The former minister said Greece, which formally exited the bailout programme on Monday, is in the “same black hole” as it was a decade ago and that “it keeps sinking deeper into it every day.”
“Despite two debt cuts over several billion euros, the debts have grown: the state is still broke, private citizens have become poorer, companies still go bankrupt, and our gross national product has decreased by 25 percent… Everybody owes money to everybody – but nobody has money to pay back their debts,” he said.
The surpluses that the Greek state has shown in recent years are real but reflect “the flesh and blood that the state extracts from a dying private sector. It is the evidence of the crime against logic, not of recovery or success.”
Germans had been lied to twice by their chancellor, Angela Merkel, Varoufakis claimed: once when she said that the bailout was an act of solidarity with the Greeks, when the money was actually intended for Greek and French banks. The other lie was the “promise to the Germans that the bailout loans would be paid back and with interest – something that was impossible given Greece’s bankruptcy”.
The former minister said that Berlin and the EU were not fooled by Greek statistics upon the country’s entry to the eurozone. “They always knew. They were conniving in the statistical manipulation of Italy because the politicians really needed Italy in.”

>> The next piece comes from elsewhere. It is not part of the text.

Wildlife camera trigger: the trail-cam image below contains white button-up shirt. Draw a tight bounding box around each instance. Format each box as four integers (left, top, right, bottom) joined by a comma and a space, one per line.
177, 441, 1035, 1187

He alleged that Merkel’s “charm” had destroyed many men, including men in her own party and the main German opposition.
“Tsipras was one of her easiest exercises. She promised him a lot and gave him nothing. For instance, she promised him debt relief – and then obstructed them. She had an aim: we were supposed to get more money and then shut up.”
Varoufakis also claimed that he was sacked by Prime Minister Alexis Tsipras because he would not sign the third bailout loan from the Greek government. This was “exactly at the point of time when we wanted to bring charges against huge numbers of tax evaders.”
“The troika, with the acquiescence of the Tsipras government, killed the programme that would have caught the tax evaders … The troika – not the ministers of finance – wanted to protect the oligarchs. The oligarchs were the troika’s allies in Greece, running the banks and controlling public opinion. They had to be protected.”